Once the children are tucked up in bed and I’ve cleaned away the evening mess from the kitchen, my time for snacking begins. I can go a whole day avoiding the biscuit tin, ignoring half packets of crisps peeping out for the press. I can even bypass cakes with my afternoon cuppa, yet once night-time is neigh I can’t resist snacks. I prefer savoury or salty snacks to sweet ones, yet believe me I don’t discriminate, especially if there’s only the option of chocolate biscuits in the press. In a bid to eat less processed goodies and more homemade ones I find myself regularly seeking out snack recipes which would satisfy this need. Hummus is one of my favourites, especially when paired with nice crispy breadsticks. Also I'm rather partial to nuts, of any variety. This hazelnut recipe happens to make a fairly healthy snack. Yes, there is a little butter in this recipe but it really adds to the nuts deliciousness and works wonderfully with the sweet and salty seasoning. A handful of these will always ease my snack craving as they are rather filling. Enjoy!
Sweet & Spicy Hazelnuts
Sweet & Spicy Hazelnuts
Ingredients
- 150g raw hazelnuts, out of their shells
- 25g butter
- ½ teaspoon salt
- ¼ tsp smoked paprika
- 2 teasp soft brown sugar
Method
1. Preheat the oven to 200c /fan 180c /gas mark 6.
2. Place the hazelnuts in a single layer on a baking tray. Toast in the hot oven for about 10mins until the nuts have begun to brown and the skin starts to split from the nut. Remove from the oven. Allow to cool a little, and then tip into a clean tea-towel.
3. Using the tea-towel, rub the hazelnuts to loosen and remove most of the skins.
4. Roughly chop the nuts, leaving most of them whole.
5. In a small saucepan melt the butter until it froths a little. Remove from heat and add the salt and paprika. Pour the nuts into the saucepan. Combine all the ingredients well and tip back onto the baking tray and bake in the oven for 7 mins.

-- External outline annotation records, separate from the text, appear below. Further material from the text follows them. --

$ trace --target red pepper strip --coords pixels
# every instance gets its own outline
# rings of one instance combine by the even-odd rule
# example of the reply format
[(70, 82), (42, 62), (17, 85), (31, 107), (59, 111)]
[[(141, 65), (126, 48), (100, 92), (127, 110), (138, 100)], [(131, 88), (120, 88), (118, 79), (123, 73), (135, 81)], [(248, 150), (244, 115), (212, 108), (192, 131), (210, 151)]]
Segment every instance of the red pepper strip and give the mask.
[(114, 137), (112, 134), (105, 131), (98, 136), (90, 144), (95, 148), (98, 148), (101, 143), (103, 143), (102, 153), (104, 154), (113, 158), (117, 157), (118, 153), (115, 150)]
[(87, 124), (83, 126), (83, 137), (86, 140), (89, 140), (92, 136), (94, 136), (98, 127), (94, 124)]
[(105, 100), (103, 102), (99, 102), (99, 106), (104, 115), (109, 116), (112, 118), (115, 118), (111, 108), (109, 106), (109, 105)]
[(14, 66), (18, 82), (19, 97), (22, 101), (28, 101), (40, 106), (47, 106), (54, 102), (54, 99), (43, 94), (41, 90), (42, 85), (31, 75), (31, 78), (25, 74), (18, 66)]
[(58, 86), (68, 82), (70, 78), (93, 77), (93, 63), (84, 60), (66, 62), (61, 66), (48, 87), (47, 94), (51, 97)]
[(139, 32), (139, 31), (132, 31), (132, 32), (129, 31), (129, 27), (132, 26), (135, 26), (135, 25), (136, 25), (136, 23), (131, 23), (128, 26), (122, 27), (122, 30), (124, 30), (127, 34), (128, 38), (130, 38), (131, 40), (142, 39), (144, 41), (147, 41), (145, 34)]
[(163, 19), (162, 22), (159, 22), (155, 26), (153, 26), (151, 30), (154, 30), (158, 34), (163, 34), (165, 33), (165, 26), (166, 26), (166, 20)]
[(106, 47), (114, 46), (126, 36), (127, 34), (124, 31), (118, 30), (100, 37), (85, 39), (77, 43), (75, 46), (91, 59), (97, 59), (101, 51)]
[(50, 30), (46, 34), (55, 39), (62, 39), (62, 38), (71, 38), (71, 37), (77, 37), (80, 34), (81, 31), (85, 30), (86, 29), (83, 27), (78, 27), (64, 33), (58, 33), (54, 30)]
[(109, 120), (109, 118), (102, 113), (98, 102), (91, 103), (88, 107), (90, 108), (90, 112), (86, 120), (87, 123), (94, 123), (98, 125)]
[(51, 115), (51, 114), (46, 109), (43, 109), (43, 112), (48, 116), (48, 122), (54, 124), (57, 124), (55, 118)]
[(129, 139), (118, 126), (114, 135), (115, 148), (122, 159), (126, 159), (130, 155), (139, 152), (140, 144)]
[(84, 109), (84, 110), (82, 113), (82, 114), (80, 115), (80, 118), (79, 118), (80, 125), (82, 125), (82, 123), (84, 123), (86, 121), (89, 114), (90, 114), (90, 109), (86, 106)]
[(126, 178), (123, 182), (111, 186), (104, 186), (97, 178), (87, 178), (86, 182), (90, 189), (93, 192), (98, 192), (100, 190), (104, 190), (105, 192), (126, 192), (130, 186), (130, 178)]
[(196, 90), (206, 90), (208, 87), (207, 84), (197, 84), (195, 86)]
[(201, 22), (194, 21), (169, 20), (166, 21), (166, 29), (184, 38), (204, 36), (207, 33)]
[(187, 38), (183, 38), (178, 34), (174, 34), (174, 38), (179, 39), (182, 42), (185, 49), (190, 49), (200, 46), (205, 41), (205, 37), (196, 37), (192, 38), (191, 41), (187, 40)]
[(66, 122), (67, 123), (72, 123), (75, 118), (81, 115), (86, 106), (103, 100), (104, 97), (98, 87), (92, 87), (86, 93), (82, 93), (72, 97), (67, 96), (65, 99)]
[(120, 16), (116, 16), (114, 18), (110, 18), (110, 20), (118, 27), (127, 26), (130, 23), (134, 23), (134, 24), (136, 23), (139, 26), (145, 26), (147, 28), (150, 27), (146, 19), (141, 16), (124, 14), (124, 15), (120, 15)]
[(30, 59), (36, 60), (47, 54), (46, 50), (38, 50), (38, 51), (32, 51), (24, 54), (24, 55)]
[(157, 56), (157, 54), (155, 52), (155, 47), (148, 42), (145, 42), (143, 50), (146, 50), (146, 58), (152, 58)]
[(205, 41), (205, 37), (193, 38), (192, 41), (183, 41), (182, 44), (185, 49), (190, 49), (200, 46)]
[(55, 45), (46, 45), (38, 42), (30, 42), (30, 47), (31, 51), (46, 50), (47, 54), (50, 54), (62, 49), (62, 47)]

6. Remove from the oven, pour into a bowl and immediately sprinkle over the sugar. Stir to combine.
7. Allow to cool and serve.
It has been quite a good year for wild fruit and nuts. The children and I collected a nice amount of hazelnuts, from our near-by trees, but we did leave plenty for the squirrel's winter stash.
If using unshelled nuts for the this recipe, roast them first. Place the hazelnuts onto a baking tray and place in a preheated hot oven {200c /fan 180c /gas mark 6}, for about 20 minutes. Remove from the tray and leave to cool before cracking open.